Scenario One: Continued Correlation (Baseline Case). If market liquidity remains tight in 2026, Bitcoin will continue to behave like a high-volatility growth stock, maintaining a high correlation of 0.5 to 0.8 with software sector ETFs. The question of what it truly is remains unanswered. This is the most likely outcome as long as there are no major shifts in Fed policy, institutional positioning, or Bitcoin itself.
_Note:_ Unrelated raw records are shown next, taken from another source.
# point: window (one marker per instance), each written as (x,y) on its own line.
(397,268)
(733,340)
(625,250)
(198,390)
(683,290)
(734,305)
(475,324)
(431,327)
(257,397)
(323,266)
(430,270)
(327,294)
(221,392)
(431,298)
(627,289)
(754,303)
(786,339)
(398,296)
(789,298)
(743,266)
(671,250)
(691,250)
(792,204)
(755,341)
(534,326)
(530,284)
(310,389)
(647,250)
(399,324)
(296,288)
Scenario Two: Divergence. If the Federal Reserve begins to loosen monetary policy, combined with the lingering effects of the 2024 halving and reduced market concerns about AI disruption, Bitcoin could significantly outperform software stocks in the second half of 2026. Their correlation would drop to between 0.3 and 0.5. If this occurs, it would validate Framework Two (Cyclical Convergence), indicating that the current synchronization is merely temporary.
Scenario Three: Permanent Convergence. If the correlation between the two rises above 0.8 and remains elevated throughout the next full easing cycle, and major index providers officially reclassify it as part of the technology sector, it would indicate that Bitcoin’s identity has undergone a permanent transformation.
The key criterion is simple: if the correlation breaks when the Fed begins cutting rates and easing monetary policy, it indicates cyclical convergence. If they remain tightly linked despite the easing, then “identity change” becomes the primary explanation.
This question remains open until the next easing cycle in 2026–2027 provides an answer.
Conclusion
Bitcoin’s identity has never been fixed. It has always been whatever the mainstream buyers in the market believe it to be. And now, those mainstream buyers are institutional investors who treat it as a long-term asset allocation. This may change in the future, but Bitcoin’s most fundamental characteristics remain unchanged. Yet, the market prices assets based on who holds them and why—not on their original intended purpose. Until the next major shift in market conditions, this alignment is the reality. And for anyone wondering what role Bitcoin can play in their investment portfolio at this moment, reality is all that matters.